We, the Drowned has already changed tourism in Marstal
in Denmark. Hotel managers love Carsten Jensen as tourists flock to
the small museum to find out more about the history of this small
town. Jensen is a national celebrity having not only won the Danish
equivalent of the Man
Book Prize but also the Olof Palme
Prize. Few British papers
seem to have reviewed this book which is a shame - perhaps there is
some prejudice in reviewing books in translation. However one can't
help feeling that it's success will be down to those who enjoy a
Interviewing Carsten Jensen
was a pleasure, although it was enormously difficult to keep the
interview short and I do hope you'll forgive me for running
at 7'44", there was much more I could have included but I
didn't want to push my audience's patience. I am grateful to
Marstal's museum for the archive pictures by the way.
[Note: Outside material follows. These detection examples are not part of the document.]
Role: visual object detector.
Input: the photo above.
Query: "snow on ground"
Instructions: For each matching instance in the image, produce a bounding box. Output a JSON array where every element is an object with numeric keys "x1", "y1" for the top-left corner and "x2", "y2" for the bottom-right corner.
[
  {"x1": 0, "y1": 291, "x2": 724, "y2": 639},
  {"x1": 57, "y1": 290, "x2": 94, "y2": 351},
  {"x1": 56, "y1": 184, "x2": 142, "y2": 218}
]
Despite the fact that the hardback edition's 690 weighs in a
just under a kilo, you can be assured that We, the Drowned
is not a heavy read. "Unputdownable" is a cliché but you just do
need to rest your arms once in a while.
And in case anyone is interested, Carsten Jensen is married to
the author Liz Jensen. The fact that they share a surname is purely
co-incidental, Liz being of Danish extraction and who speaks
beautiful Danish herself - as I overheard her at the book launch
which took place at Danish Embassy in London. Somewhere in my
archives I do have interview with her about My Dirty Little
Book of Stolen Time. It was an interview in the very early
days of www.theinterviewonline.co.uk - I must
remember to get it out and upload it Liz - do remind me.